儿童多系统炎症综合征(MIS-C)是儿童感染新型冠状病毒后最严重的急性后遗症之一,迫切需要对其疾病模式进行特征描述,以提高识别和管理能力。我们的目标是根据临床表现、人口统计学和实验室参数对MIS-C的亚表型进行特征描述。

方法

我们对2020年3月1日至2022年4月30日在8个参与PEDSnet的儿科医疗中心接受治疗的MIS-C患儿进行了一项回顾性队列研究。我们纳入了人口统计学、症状、病情、实验室检查值、用药情况和结局(入住重症监护病房、死亡),并根据器官系统受累情况将变量分为八类。我们使用异质性自适应潜在类别分析模型来识别三种临床相关的亚表型。我们进一步描述了每种亚表型的社会人口学和临床特征,并评估了它们的时间模式。

结果

我们确定了1186例因MIS-C住院的儿童。儿童中比例最高的(44.4%)年龄在5至11岁之间,以男性为主(61.0%),非西班牙裔白人种族(40.2%)。大多数(67.8%)儿童没有慢性病。第1类代表具有严重临床表型的儿童,72.5%入住重症监护病房,炎症标志物更高,有低血压/休克/脱水、心脏受累、急性肾损伤和呼吸受累。第2类代表中度表现,涉及4至6个器官系统,与急性新冠病毒感染有一些重叠特征。第3类代表轻度表现,涉及的器官系统较少,C反应蛋白、肌钙蛋白值较低,心脏受累较少。在疫情早期,第1类最初占儿童的51.1%,从德尔塔毒株出现前到奥密克戎毒株时期降至33.9%。

解读

MIS-C具有一系列临床严重程度,实验室异常程度而非受累器官系统数量提供了更有用的严重程度指标。严重/危重型MIS-C的比例随时间下降。

研究背景

我们检索了2019年12月至2022年7月的PubMed和预印本文章,查找以英文发表的、使用“儿童多系统炎症综合征”或“儿科炎症性多系统综合征”以及“表型”等术语研究MIS-C临床亚表型的研究。此前大多数研究描述了与MIS-C相关的症状临床特征和危险因素,以及这些与急性新冠病毒感染、川崎病和中毒性休克综合征的差异。2020年一项对63例患者的单中心研究将患者分为川崎病和非川崎病亚表型。美国疾病控制与预防中心的另一项研究评估了570例儿童中的3个MIS-C亚类,一类代表受累器官系统数量最多,二类以呼吸系统受累为主,三类具有与川崎病重叠的特征。然而,这项研究评估的是2020年3月至7月的病例,在疫情早期,可能出现了将病例误诊为川崎病或急性新冠病毒感染的情况。
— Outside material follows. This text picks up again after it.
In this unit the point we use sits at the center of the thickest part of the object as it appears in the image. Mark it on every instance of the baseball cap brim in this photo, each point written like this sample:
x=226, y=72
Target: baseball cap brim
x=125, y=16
因此,从现有文献中尚不清楚MIS-C的表现是否随德尔塔和奥密克戎等新变种而发生了变化。PEDSnet提供了迄今为止描述的最大的MIS-C队列之一,为详细分析MIS-C亚表型提供了足够的样本量。我们的分析涵盖了疫情的整个阶段,包括最近的奥密克戎毒株浪潮,并提供了MIS-C表现及其时间动态的最新情况。我们发现儿童的疾病有一系列表现,可分为轻度(炎症标志物较低、受累器官系统较少)、中度(4至6个器官受累且与急性新冠病毒感染有临床重叠)和重度(炎症标志物较高、病情危重、更可能有心脏受累、有低血压/休克且需要血管活性药物)。这些结果提供了MIS-C亚表型的最新情况,包括最近的德尔塔和奥密克戎时期,有助于理解MIS-C的各种表现。这些及其他发现为临床医生识别MIS-C、确定与病情严重程度增加风险相关的因素(包括实验室参数的重要性)以进行风险分层,以及促进早期评估、诊断和治疗提供了有用的框架。